289 Bradbrooke Drive, Yorkton SK

Telephone 306-783-4569 ​

Office hours: Monday through Friday 8.45 am to 5 pm.

We are open during lunch hour.​​

eye examination

Our routine comprehensive eye health and vision examination includes assessment of your eyes’ internal and external health, refractive (prescription) status, vision capabilities, and eye coordination. At the completion of the examination, we will discuss your examination results and therapy recommendations.

Your examination will begin with pre-testing by our optometric assistants, followed by a professional routine comprehensive eye health and vision examination by your optometrist. Additional testing for some patients may be required depending on the results of the routine examination. Fitting of eye wear, if required, will be performed by our optometric assistants and/or certified ophthalmic dispenser.

Request an appointment for an eye examination.
 
The comprehensive eye examination can take approximately 20 to 40 minutes depending on examination procedures and treatment required. Additional time will be required if supplementary testing is required.

Patients will be requested to complete  a medical history form in the office prior to their first appointment.

Pre-Testing

All patients, regardless of age, will undergo pre-testing as part of their routine comprehensive eye examination. Testing can include, but not limited to:

  • Pupillary distance – Distance between the eyes.
  • Auto-refraction, keratometry and tonometry – Automatic measurement of the eyes’ prescription, shape, and eye pressure.
  • Colour vision evaluating for colour vision perception deficiencies
  • Visual field screening – Screening measurement of the eyes’ peripheral vision.
  • Lensometry – Measurement of the power of your current eye wear.
  • High Definition Optomap – A non-invasive ((no eye drops required)) digital laser scan of the retina ((light sensitive layer at the back of the eye)) providing an ultra-wide field of view to assist your doctor in evaluating your eye and general health.
  • OCT – A non-invasive digital light wave ultrasound scan which provides detailed imaging of the retinal layers.


 Routine Eye Examination

Inside the examination room, your optometrist will utilize various instruments to evaluate your eyes’ internal and external eye health, refractive (prescription) status, visual acuity at distance and near, and eye coordination.


No examination is complete without a discussion of the examination results and recommended therapy including but not limited to eyewear (glasses and/or contact lenses), refractive surgery, further examination, eye medication, and eye exercises.

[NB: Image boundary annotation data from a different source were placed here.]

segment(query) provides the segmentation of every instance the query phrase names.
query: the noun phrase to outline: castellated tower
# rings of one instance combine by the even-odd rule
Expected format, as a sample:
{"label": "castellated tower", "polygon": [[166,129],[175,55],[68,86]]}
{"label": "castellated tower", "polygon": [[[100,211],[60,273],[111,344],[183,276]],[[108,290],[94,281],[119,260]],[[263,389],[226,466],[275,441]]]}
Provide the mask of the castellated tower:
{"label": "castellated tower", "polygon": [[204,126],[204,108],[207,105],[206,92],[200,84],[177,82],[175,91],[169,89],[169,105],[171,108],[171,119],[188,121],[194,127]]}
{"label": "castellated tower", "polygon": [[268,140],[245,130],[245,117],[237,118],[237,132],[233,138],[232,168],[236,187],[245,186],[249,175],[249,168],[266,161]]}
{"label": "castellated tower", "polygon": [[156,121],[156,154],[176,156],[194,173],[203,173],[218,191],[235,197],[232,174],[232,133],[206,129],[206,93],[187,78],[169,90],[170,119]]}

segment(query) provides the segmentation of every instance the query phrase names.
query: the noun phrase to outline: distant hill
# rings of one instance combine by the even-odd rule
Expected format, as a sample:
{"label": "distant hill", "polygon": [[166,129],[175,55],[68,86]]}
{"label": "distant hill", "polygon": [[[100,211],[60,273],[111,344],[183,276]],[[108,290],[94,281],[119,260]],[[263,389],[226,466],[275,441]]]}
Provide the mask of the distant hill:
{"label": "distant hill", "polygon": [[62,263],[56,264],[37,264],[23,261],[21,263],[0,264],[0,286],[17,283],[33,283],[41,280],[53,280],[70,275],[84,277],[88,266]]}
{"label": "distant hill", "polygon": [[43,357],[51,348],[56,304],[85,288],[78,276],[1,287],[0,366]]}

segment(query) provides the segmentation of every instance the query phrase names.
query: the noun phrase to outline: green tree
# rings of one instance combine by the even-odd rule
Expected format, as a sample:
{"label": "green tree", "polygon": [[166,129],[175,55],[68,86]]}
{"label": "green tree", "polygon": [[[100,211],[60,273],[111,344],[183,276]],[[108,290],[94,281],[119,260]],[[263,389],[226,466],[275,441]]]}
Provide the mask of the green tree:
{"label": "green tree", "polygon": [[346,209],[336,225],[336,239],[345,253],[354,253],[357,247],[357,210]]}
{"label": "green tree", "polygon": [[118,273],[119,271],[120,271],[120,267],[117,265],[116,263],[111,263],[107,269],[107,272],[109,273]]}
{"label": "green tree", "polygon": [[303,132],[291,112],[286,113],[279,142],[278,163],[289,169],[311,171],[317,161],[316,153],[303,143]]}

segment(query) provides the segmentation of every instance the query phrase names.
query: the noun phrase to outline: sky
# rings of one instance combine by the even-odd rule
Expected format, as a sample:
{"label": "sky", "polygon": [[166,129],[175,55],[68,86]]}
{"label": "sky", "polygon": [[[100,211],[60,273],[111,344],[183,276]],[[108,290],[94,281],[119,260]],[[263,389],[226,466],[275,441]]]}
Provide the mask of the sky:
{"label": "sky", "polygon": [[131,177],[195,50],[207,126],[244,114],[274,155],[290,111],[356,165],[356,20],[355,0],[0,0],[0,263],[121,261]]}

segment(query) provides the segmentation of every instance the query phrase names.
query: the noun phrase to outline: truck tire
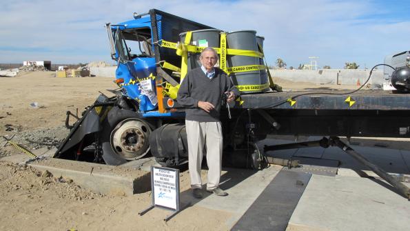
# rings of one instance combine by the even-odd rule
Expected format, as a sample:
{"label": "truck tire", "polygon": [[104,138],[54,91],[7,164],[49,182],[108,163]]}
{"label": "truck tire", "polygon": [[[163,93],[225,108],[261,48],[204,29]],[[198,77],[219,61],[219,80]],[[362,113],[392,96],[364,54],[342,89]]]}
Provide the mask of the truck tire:
{"label": "truck tire", "polygon": [[112,108],[103,126],[101,143],[106,164],[119,165],[149,152],[152,128],[134,112]]}

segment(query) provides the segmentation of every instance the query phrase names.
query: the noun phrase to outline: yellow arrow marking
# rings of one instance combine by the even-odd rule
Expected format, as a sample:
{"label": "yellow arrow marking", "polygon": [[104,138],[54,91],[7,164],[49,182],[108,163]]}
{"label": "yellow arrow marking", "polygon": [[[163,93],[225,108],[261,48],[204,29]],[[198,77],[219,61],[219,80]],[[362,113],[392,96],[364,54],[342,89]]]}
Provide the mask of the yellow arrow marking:
{"label": "yellow arrow marking", "polygon": [[292,98],[289,98],[286,101],[289,102],[289,104],[290,104],[291,107],[293,107],[294,105],[295,105],[295,103],[296,103],[296,101],[293,100]]}
{"label": "yellow arrow marking", "polygon": [[349,104],[349,108],[351,107],[356,103],[354,99],[353,99],[353,98],[351,98],[351,97],[348,97],[346,99],[346,100],[345,100],[345,102],[346,102],[346,103]]}

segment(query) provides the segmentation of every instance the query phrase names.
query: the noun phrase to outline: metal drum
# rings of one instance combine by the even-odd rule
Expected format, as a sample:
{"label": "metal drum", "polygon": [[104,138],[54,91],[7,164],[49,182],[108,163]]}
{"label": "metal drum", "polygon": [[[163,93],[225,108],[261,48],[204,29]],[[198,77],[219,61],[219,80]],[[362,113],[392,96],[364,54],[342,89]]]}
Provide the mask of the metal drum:
{"label": "metal drum", "polygon": [[[265,37],[263,36],[256,35],[256,42],[258,43],[258,47],[262,49],[263,51],[263,41],[265,41]],[[263,61],[263,59],[259,59],[259,64],[260,65],[265,65]],[[266,72],[266,69],[260,70],[260,83],[261,84],[267,83],[269,83],[269,78],[267,76],[267,73]]]}
{"label": "metal drum", "polygon": [[[221,31],[216,29],[207,29],[192,31],[192,35],[189,44],[199,47],[219,47],[219,33]],[[181,42],[185,43],[186,32],[181,33]],[[199,61],[200,53],[188,52],[188,70],[201,67]]]}
{"label": "metal drum", "polygon": [[[254,30],[239,30],[227,34],[227,48],[232,49],[258,51],[256,42],[256,32]],[[227,58],[228,67],[259,65],[258,57],[228,55]],[[264,92],[267,90],[266,83],[263,82],[260,70],[236,72],[232,74],[234,84],[243,94]],[[266,85],[266,84],[265,84]]]}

Additional Examination Procedures Post Routine Examination

Some patients will require additional examination procedures based on the findings in the routine comprehensive eye examination to properly diagnose and/or rule out the presence of eye disease. Some additional examination procedures can include:

  • Extensive Visual Field Evaluation.
  • Pachymetry – Measurement of the corneal thickness to assist your optometrist in eye pressure evaluation and determination of laser refractive surgery candidacy.
  • Dilated Fundus Examination – Pupillary dilation to allow a more thorough evaluation of the retina. Patients with cataracts, retinal disease (example – macular degeneration), high prescriptions, flashes and floaters, and diabetes are just a few eye and general health conditions that may require pupillary dilation in addition to an Optomap.


Eye examination frequency

The Saskatchewan Association of Optometrists and the Canadian Association of Optometrists recommend that individuals under 18 and over 65 years of age, individuals with Diabetes, and contact lens wearers have an annual comprehensive eye examination providing they have healthy eyes. Individuals between 18 and 64 years of age are recommended to have a comprehensive eye examination every 1 - 2 years providing they have been told by their optometrist that they have healthy eyes.

Individuals with eye disease such as cataracts, age-related macular degeneration, and glaucoma to name a few eye conditions are recommended to have more frequent examinations than the age-related time intervals. Individuals with general health conditions such as diabetes, high blood pressure, cancer, etc. are recommended to be evaluated more frequently than the age-related time intervals.